BarCamp // 26 & 27.06.14 @ ENSCI

Welcome to the program page for the seminar’s BarCamp. You will find all the details on the BarCamp, the cases and datasets we plan to treat, and ways to participate in the two-day event.

If you want to sign up right away, please click here; otherwise, read on.

I. BarCamp

A BarCamp is a participatory workshop geared toward either the development of web applications or the exploration of datasets using existing software tools and ad hoc code. We are focusing our BarCamp on the exploration of a set of pre-selected and pre-treated datasets. Our goals are two-fold: 1) to give participants of the seminar a hands-on experience crafting stories and analysis with digital data while working in collaborative teams of developers, designers and social science researchers; 2) to advance the visual treatment, or interface design, of datasets connected to existing research projects or civil society groups.

II. Subjects and Datasets

Our seminar began with a number of sessions that looked at how digital methods evolved through different research communities (scientometrics, history, literary studies, sociology and media studies) and how each community has adapted different tools to treat different types of data. We would like to follow a similar approach in the BarCamp by treating a range of “data types” which each have slightly different “digital” qualities. As a result, we have identified 3 cases that will help us in this exploration of “data types”:

Observing community formation and online collaboration on Github
Visualizing the financial impacts of climate risk in SEC 10-K filings
Pesticides online: Debates, polemics and the greening of agriculture

Between the cases, we will have the opportunity to treat various kinds of datasets, including: dynamic, user generated data coming from a social networking-platform (Github); highly formatted textual data coming from the world of financial accounting (SEC 10-k filings); heterogenous textual data coming from a wide variety of media sources (collated through Factiva; press of pesticides), classic scientometric data related to scientific publications (from WoS; on impacts of pesticides), and web cartography data (discussion of pesticides).
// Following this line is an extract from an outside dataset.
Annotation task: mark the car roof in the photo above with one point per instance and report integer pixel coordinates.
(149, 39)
The hope is that by proposing various datasets, BarCamp participants will either find a subject or “data type” that corresponds to research interests of their own. Thus, they will be able to draw analogies between the BarCamp cases and their own research. As for outcomes, ideally, after two days there will be results to share with the research and/or civil society groups connected to the datasets; results which they may mobilize for further research, analysis or communication within their own networks.

A more detailed description of each case and some initial research questions are included below.

III. Organization and Logistics

The BarCamp will last for two days from June 26-27. It will be hosted by ENSCI (Les Ateliers: École nationale supérieure de création industrielle) at 48 rue Saint Sabin, in the 11th arrondissement (Métro Chemin Vert / Métro Bréguet-Sabin), see here for Contact and location information. The schedule is as follows:

Jeudi 26 Juin

9h-9h30: Café
9h30-10h: Introduction
10h-10h45: Présentation des cas [Github, Risques climatiques, Pesticides]
10h45-11h: Formation des groupes
11h-13h: Travail en groupe [questions et taches]
13h-14h: Déjeuner
14h-18h30: Travail en groupe

Vendredi 27 juin

9h-9h30: Café
9h30-12h30: Travail en groupe
12:30-13h30: Déjeuner
13h30-16h30: Finalisation des travaux
16h30-17h: Préparation des présentations
17h-18h30: Présentation des travaux, discussion autour des suites éventuelles

The datasets for each case will be treated in advance by an “animator” who will do an initial cleaning of the data to help reduce grunt work during the BarCamp. At the start of the BarCamp, the animators will pitch the various cases and their datasets to the entire group of participants who will select with which group they would like to work. The role of the animator will be to help coordinate the work of the group, but the group should also collectively discuss and define the research questions that will motivate the two days of exploration as well as their own mode of functioning during the BarCamp.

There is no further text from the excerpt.